Using a Donor-Advised Fund to Create Family Engagement and Legacy Giving

As a personal wealth manager, I work with many families who come to me with questions about how best to prepare future generations for wealth transfer while ensuring that family values of stewardship and generosity are passed on along the way. While some families have created family foundations, others can opt for a much simpler process using a donor-advised fund (DAF).

Similar to a family foundation, but without many of the governmental regulations and paperwork, a DAF can be used by the family to create generational engagement and carry out the family legacy. By empowering each family member with a sense of ownership and inclusion toward giving, a DAF can present an opportunity for a family to create a strategic giving plan that fulfills the mission statement and legacy goals of the family.

Creating a Plan

A DAF can be created simply by opening an account and funding it with the initial minimum amount, which is typically $5,000. From there, the funds can stay in the account until the donor is ready to give a grant to a qualified 503(c) charity. Liquid or illiquid assets can be contributed to the DAF. For cash, donors receive a deduction of up to 60% of their adjusted gross income (AGI); and for gifts with long-term capital gains such as stocks, real estate or business interests, the donor will receive a deduction of up to 30% of their AGI.

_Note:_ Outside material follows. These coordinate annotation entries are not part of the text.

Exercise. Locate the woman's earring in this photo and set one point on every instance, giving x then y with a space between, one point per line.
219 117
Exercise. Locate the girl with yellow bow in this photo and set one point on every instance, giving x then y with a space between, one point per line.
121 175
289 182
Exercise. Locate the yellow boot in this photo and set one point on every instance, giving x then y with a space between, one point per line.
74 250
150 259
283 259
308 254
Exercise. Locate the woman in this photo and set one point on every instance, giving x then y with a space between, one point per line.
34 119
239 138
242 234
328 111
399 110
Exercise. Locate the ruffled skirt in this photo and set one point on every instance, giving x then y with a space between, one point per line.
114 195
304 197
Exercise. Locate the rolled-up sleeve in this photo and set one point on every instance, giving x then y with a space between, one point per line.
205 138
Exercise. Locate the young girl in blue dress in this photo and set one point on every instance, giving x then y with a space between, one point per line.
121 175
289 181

To ensure best practices for family giving, families should meet regularly to discuss the charitable intent of the family. During this meeting, the family discusses their overall giving strategy and creates a giving policy that outlines the family’s giving budget. Often, families will give each child a set amount to be given to charity, thus creating further engagement. Choices of where to give the money can be governed by an overall philanthropic giving policy, or the children can be given free rein to pick a charity that suits them. For further family engagement, visits to the charity with the entire family can create additional engagement and enthusiasm for giving back.

Benefits of Engaged Giving

Establishing a practice around family giving can result in benefits beyond the actual charitable gift. Regular family meetings where participation is encouraged and familial financial affairs are discussed, better prepare future generations for inheritance that they will inevitably be receiving. All too often, the details of the family’s finances are not discussed, leaving future generations unprepared to manage what is given to them. In that same vein, engaging in open discussions around wealth and family values provides an opportunity to discuss the family’s principles around fiscal responsibility. Starting these discussions early and having them often teaches financial acumen and empowers future generations to make sound financial decisions in the future.

While engaging the family on a regular basis can create more work at the outset, those who prepare early, enjoy the benefits of a more engaged and prepared family to better preserve the family legacy.